Supporters who are hoping the lottery will bring forth a gusher of cash for North Dakota education, health care and other programs are likely to be disappointed. In the 15 months remaining in the state's two-year budget cycle, the lottery is expected to deliver $1.4 million in revenues.

It hasn't been a windfall for North Dakota's two most rural neighboring states. In its last complete budget year, Montana's Powerball profits totaled $5.53 million, while South Dakota gained an estimated $2.62 million from the game.

Chuck Keller, the North Dakota Lottery's director, estimates that 21 cents of every $1 Powerball ticket will go to the state's general fund.

Normally a reserved man who speaks in a deep monotone, Keller describes his feelings about the lottery's debut in language a Powerball player might use if he hit a nine-digit jackpot. (Keller and other lottery employees are barred from playing the game).

"All the grunt work is done. Now it's just marketing, advertising, training, customer relations.
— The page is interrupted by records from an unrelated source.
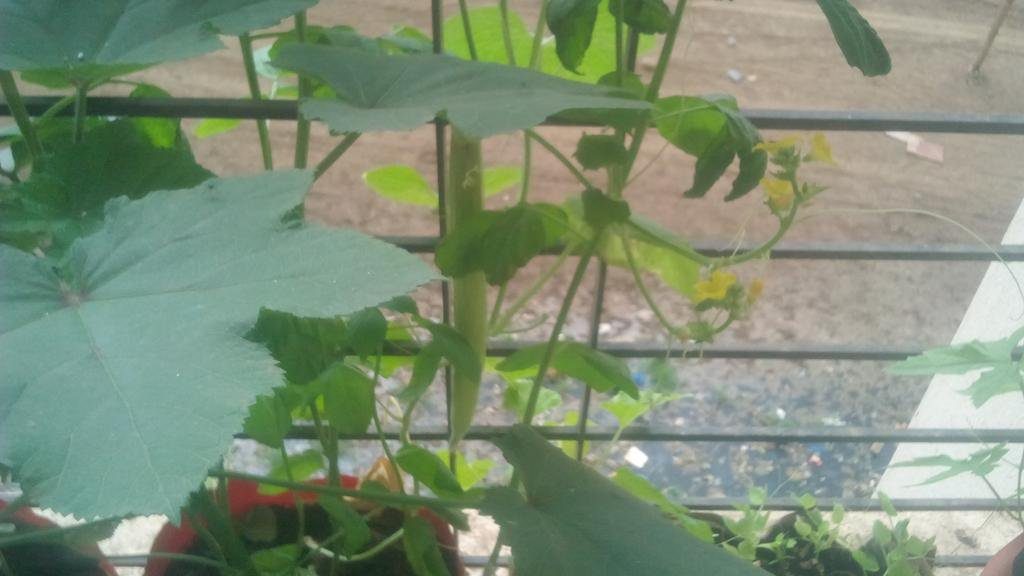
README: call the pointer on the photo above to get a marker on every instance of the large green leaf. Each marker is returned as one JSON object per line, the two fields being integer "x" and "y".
{"x": 65, "y": 198}
{"x": 401, "y": 92}
{"x": 89, "y": 40}
{"x": 125, "y": 373}
{"x": 860, "y": 44}
{"x": 573, "y": 522}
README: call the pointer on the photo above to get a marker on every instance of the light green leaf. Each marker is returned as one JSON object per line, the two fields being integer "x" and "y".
{"x": 599, "y": 370}
{"x": 65, "y": 198}
{"x": 212, "y": 126}
{"x": 428, "y": 469}
{"x": 573, "y": 522}
{"x": 401, "y": 183}
{"x": 402, "y": 92}
{"x": 421, "y": 548}
{"x": 859, "y": 42}
{"x": 348, "y": 398}
{"x": 90, "y": 40}
{"x": 140, "y": 336}
{"x": 572, "y": 24}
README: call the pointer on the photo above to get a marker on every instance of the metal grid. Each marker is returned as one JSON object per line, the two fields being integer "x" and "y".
{"x": 764, "y": 119}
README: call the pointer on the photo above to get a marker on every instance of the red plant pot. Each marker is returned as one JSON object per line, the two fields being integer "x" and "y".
{"x": 1009, "y": 561}
{"x": 244, "y": 497}
{"x": 49, "y": 559}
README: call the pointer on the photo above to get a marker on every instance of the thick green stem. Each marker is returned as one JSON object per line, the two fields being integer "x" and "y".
{"x": 20, "y": 114}
{"x": 305, "y": 90}
{"x": 469, "y": 292}
{"x": 254, "y": 92}
{"x": 81, "y": 92}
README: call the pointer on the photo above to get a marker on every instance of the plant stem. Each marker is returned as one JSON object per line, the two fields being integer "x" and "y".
{"x": 563, "y": 313}
{"x": 81, "y": 90}
{"x": 561, "y": 158}
{"x": 467, "y": 27}
{"x": 384, "y": 544}
{"x": 246, "y": 42}
{"x": 469, "y": 292}
{"x": 389, "y": 498}
{"x": 10, "y": 93}
{"x": 305, "y": 90}
{"x": 523, "y": 299}
{"x": 335, "y": 154}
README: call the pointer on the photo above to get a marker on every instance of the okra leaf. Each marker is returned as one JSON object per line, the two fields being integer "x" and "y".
{"x": 713, "y": 130}
{"x": 599, "y": 370}
{"x": 430, "y": 470}
{"x": 140, "y": 335}
{"x": 572, "y": 24}
{"x": 64, "y": 200}
{"x": 861, "y": 45}
{"x": 573, "y": 522}
{"x": 83, "y": 41}
{"x": 402, "y": 92}
{"x": 646, "y": 16}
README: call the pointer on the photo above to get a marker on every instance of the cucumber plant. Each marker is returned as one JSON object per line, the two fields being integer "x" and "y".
{"x": 152, "y": 311}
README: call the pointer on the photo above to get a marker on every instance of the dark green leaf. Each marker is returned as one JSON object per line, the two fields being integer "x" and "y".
{"x": 646, "y": 16}
{"x": 600, "y": 211}
{"x": 860, "y": 44}
{"x": 367, "y": 330}
{"x": 599, "y": 370}
{"x": 344, "y": 518}
{"x": 421, "y": 548}
{"x": 600, "y": 151}
{"x": 572, "y": 24}
{"x": 90, "y": 40}
{"x": 573, "y": 522}
{"x": 304, "y": 347}
{"x": 65, "y": 198}
{"x": 348, "y": 398}
{"x": 140, "y": 336}
{"x": 428, "y": 469}
{"x": 401, "y": 92}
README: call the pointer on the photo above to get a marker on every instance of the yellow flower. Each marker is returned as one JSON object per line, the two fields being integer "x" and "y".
{"x": 820, "y": 150}
{"x": 778, "y": 193}
{"x": 754, "y": 291}
{"x": 774, "y": 147}
{"x": 715, "y": 288}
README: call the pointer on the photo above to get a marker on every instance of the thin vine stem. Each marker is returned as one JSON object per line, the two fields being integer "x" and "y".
{"x": 305, "y": 90}
{"x": 246, "y": 43}
{"x": 10, "y": 93}
{"x": 389, "y": 498}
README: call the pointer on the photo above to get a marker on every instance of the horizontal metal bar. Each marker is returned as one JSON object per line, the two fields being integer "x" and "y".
{"x": 838, "y": 435}
{"x": 862, "y": 121}
{"x": 805, "y": 251}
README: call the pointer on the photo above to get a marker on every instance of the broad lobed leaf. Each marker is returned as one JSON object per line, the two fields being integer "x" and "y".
{"x": 125, "y": 373}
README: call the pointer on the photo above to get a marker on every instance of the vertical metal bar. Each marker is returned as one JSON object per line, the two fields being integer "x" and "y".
{"x": 436, "y": 28}
{"x": 592, "y": 340}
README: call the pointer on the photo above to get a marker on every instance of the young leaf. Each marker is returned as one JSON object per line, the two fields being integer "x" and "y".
{"x": 421, "y": 548}
{"x": 402, "y": 92}
{"x": 348, "y": 398}
{"x": 859, "y": 42}
{"x": 646, "y": 16}
{"x": 65, "y": 197}
{"x": 401, "y": 183}
{"x": 980, "y": 463}
{"x": 600, "y": 151}
{"x": 573, "y": 522}
{"x": 145, "y": 320}
{"x": 599, "y": 370}
{"x": 304, "y": 347}
{"x": 572, "y": 24}
{"x": 429, "y": 469}
{"x": 90, "y": 40}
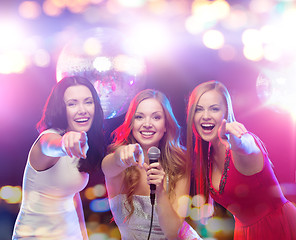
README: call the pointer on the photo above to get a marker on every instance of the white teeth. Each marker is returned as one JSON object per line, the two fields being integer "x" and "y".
{"x": 81, "y": 120}
{"x": 147, "y": 133}
{"x": 207, "y": 125}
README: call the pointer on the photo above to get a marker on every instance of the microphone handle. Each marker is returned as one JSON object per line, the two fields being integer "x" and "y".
{"x": 152, "y": 186}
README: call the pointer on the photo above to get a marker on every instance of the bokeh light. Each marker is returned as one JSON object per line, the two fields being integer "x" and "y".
{"x": 276, "y": 89}
{"x": 99, "y": 205}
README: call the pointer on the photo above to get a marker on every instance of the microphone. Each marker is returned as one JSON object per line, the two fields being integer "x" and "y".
{"x": 153, "y": 155}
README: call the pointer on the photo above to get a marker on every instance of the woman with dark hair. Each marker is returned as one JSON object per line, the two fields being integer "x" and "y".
{"x": 69, "y": 147}
{"x": 232, "y": 166}
{"x": 149, "y": 122}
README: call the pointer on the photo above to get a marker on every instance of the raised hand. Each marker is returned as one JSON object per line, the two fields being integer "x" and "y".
{"x": 75, "y": 144}
{"x": 234, "y": 128}
{"x": 155, "y": 174}
{"x": 131, "y": 155}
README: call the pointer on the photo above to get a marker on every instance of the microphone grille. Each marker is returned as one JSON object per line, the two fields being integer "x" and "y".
{"x": 153, "y": 153}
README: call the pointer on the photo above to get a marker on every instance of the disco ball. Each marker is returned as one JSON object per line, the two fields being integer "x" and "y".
{"x": 103, "y": 56}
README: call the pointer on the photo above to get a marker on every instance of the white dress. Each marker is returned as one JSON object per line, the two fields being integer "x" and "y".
{"x": 138, "y": 225}
{"x": 47, "y": 210}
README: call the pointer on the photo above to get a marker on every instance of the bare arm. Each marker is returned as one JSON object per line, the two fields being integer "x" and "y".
{"x": 169, "y": 212}
{"x": 248, "y": 158}
{"x": 123, "y": 157}
{"x": 114, "y": 164}
{"x": 51, "y": 146}
{"x": 80, "y": 214}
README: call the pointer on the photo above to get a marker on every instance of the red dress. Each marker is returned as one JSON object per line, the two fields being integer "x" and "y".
{"x": 257, "y": 203}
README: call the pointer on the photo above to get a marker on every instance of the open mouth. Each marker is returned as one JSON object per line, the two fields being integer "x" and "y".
{"x": 147, "y": 134}
{"x": 207, "y": 126}
{"x": 82, "y": 120}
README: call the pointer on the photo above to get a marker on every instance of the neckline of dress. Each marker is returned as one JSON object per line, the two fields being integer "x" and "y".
{"x": 223, "y": 178}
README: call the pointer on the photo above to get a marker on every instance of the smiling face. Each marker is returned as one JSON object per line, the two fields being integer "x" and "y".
{"x": 149, "y": 123}
{"x": 80, "y": 108}
{"x": 209, "y": 113}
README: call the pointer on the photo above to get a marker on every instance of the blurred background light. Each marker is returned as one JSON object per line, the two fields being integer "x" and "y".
{"x": 99, "y": 205}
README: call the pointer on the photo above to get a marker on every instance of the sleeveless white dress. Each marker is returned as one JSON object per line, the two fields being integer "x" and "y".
{"x": 47, "y": 210}
{"x": 138, "y": 225}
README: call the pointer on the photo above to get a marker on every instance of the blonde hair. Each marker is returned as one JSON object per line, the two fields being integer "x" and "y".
{"x": 172, "y": 159}
{"x": 197, "y": 148}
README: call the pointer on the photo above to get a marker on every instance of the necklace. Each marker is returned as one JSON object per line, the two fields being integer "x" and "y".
{"x": 224, "y": 174}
It's gotten very fun, very exciting," Keller said last week.

"When you can see something develop from absolutely nothing, to a brand new industry for the state of North Dakota ... it's incredible," he said.

Bruce Brooks of Minot, an advocate during the 2003 Legislature of more stringent regulations on the new game, believes the state's return on each lottery dollar will be closer to 15 to 17 cents.

North Dakota is not charging sales tax on lottery ticket purchases, and Brooks believes the game will cut into taxable sales that benefit both North Dakota's treasury and local governments that charge sales tax.

Customers who play the lottery will have less to spend on snacks, soft drinks and other items that are taxed, he said.

"They may drag in a few dollars from people who just feel like they need to take a chance, but overall, the economy of North Dakota is going to suffer," Brooks said. "If you spend a dollar for a lottery ticket, you can't buy a Coke, or a couple of packs of gum, or candy bars, or any number of things."

The November 2002 vote reversed a state lottery ban that had been in effect for more than a century. In 1894, voters approved a constitutional provision that said the Legislature "shall have no power to authorize lotteries or gift enterprises for any purpose, and shall pass laws to prohibit the sale of lottery or gift enterprise tickets."

It was in response to a Capitol lottery scandal, during which promoters of a national lottery that had lost its charter in Louisiana were asking North Dakota lawmakers to grant them permission to do business.

The lottery hucksters "were ready to bribe legislators in order to secure the necessary votes," historian Elwyn Robinson wrote.

The governor hired a detective, who posed as a newspaper reporter to look into the bribery rumors. Once the investigator revealed his true occupation, the lottery charter, which had whizzed through the Senate by a two-thirds majority, never came to a House vote.

Maragos believes lottery opponents' arguments about societal corrosion are overblown, especially because North Dakota already has five American Indian casinos, a new pari-mutuel racetrack at Fargo and an extensive gambling industry that benefits charities.

"I respect their feelings about this, but that isn't the reality," Maragos said. "There's probably five states left in the country that don't have a lottery, and nobody can tell me their quality of life is better because they don't sell a lottery ticket."